Dr. Xie Wei, Bachelor and Master of Materials Science from Tsinghua University, and Ph.D. in Chemical Engineering from the University of Texas (Austin) in the United States. Mainly engaged in the development of energy storage batteries, has held important positions in multinational corporations and startups, led multiple research and development projects funded by the US Department of Energy, and won the 2013 US Annual 100 Best Research and Development Technology Award. Published 17 papers in top journals in materials science and energy storage, served as a reviewer for 5 international journals, and has applied for 17 international invention patents.

Introduction to ZH Energy Storage Company:

Shenzhen ZH Energy Storage Technology Co., Ltd. is committed to the research and development, promotion, and application of energy storage technology, aiming to help achieve China's goal of "carbon neutrality" through the application of electrochemical energy storage technology.

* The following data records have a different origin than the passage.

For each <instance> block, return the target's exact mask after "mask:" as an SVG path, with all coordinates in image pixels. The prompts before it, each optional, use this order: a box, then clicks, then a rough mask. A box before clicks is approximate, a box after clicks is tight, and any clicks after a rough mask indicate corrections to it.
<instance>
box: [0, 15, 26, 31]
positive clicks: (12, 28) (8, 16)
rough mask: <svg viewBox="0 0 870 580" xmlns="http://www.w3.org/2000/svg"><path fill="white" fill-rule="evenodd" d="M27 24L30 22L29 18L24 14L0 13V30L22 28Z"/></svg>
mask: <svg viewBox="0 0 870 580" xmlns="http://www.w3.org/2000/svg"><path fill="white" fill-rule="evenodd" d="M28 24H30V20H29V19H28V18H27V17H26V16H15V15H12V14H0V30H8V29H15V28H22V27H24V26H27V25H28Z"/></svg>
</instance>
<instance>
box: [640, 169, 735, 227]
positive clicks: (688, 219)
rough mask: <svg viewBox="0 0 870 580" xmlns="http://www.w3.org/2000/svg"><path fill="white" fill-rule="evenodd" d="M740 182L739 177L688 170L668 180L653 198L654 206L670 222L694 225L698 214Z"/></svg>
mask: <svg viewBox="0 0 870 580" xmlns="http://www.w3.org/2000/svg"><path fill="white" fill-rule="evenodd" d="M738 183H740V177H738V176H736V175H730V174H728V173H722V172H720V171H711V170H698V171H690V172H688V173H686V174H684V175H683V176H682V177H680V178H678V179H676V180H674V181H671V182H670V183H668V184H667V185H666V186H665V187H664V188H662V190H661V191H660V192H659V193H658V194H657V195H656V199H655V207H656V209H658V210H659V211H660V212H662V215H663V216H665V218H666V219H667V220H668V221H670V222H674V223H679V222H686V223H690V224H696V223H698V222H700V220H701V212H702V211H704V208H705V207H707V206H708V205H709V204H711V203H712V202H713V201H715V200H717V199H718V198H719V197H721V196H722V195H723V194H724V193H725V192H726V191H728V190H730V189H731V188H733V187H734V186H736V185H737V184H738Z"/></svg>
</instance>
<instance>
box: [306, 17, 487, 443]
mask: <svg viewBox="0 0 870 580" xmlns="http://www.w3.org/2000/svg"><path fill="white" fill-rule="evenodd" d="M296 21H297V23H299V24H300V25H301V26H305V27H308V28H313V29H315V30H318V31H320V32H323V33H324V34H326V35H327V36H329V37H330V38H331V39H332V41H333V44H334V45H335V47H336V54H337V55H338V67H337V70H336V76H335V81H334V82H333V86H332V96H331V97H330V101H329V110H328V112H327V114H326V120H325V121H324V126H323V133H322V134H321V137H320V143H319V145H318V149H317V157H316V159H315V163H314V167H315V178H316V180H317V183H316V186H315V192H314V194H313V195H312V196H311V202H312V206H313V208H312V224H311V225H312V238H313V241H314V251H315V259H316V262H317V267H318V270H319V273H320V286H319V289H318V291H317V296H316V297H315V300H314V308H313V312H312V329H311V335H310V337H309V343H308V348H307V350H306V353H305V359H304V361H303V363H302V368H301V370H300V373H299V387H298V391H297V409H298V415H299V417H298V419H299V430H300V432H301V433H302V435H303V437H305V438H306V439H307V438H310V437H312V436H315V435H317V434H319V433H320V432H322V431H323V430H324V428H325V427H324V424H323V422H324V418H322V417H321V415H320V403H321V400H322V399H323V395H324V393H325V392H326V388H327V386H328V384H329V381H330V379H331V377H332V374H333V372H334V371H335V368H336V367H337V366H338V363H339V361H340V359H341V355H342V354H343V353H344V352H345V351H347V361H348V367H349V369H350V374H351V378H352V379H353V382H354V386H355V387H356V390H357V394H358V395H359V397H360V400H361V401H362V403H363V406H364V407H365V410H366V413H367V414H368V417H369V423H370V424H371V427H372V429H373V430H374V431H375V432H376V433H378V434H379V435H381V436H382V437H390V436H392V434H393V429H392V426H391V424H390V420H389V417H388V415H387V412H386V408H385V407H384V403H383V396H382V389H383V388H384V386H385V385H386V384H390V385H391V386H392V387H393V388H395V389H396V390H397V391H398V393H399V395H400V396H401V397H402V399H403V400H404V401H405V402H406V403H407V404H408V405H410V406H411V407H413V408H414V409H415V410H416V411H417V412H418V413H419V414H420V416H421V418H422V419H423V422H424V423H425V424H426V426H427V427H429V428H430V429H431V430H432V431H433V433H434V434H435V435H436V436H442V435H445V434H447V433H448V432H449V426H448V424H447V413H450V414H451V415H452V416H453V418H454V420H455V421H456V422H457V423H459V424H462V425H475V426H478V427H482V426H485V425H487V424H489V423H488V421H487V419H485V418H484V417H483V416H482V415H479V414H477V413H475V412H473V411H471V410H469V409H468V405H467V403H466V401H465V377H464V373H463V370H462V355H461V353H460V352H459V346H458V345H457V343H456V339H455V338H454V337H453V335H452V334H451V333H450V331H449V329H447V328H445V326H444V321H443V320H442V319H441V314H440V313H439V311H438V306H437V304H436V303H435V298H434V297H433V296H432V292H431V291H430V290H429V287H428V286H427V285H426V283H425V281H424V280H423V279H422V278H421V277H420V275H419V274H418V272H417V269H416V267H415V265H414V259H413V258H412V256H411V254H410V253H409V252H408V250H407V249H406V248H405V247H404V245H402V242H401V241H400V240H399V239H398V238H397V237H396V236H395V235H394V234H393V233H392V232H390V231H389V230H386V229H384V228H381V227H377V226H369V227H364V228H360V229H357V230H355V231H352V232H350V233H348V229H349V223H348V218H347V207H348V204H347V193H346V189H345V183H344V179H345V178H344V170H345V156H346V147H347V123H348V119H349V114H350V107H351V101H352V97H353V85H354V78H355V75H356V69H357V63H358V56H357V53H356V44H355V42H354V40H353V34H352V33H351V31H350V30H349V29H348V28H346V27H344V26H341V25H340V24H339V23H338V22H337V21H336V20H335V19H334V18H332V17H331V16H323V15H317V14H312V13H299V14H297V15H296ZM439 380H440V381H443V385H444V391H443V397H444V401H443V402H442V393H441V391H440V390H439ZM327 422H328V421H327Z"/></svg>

In the early stages of development, the company focused on providing technical support and consulting services to the Chinese energy storage market by leveraging its accumulated industry experience and outstanding research and development capabilities in the field of energy storage. At the same time, the company focuses on conducting research and analysis on the Chinese energy storage market, and developing or introducing the most advanced and effective energy storage technologies for the Chinese market.

Company's technical research and development direction: water-based energy storage batteries, lithium-ion battery materials, fuel cells, ion exchange membranes, coatings and adhesives, membrane separation technology.

Domestic business: Technical cooperation and academic exchange between liquid flow batteries and high-energy density lithium-ion batteries, technical lectures on the company's technology research and development direction, research and development consulting, and guidance on paper writing.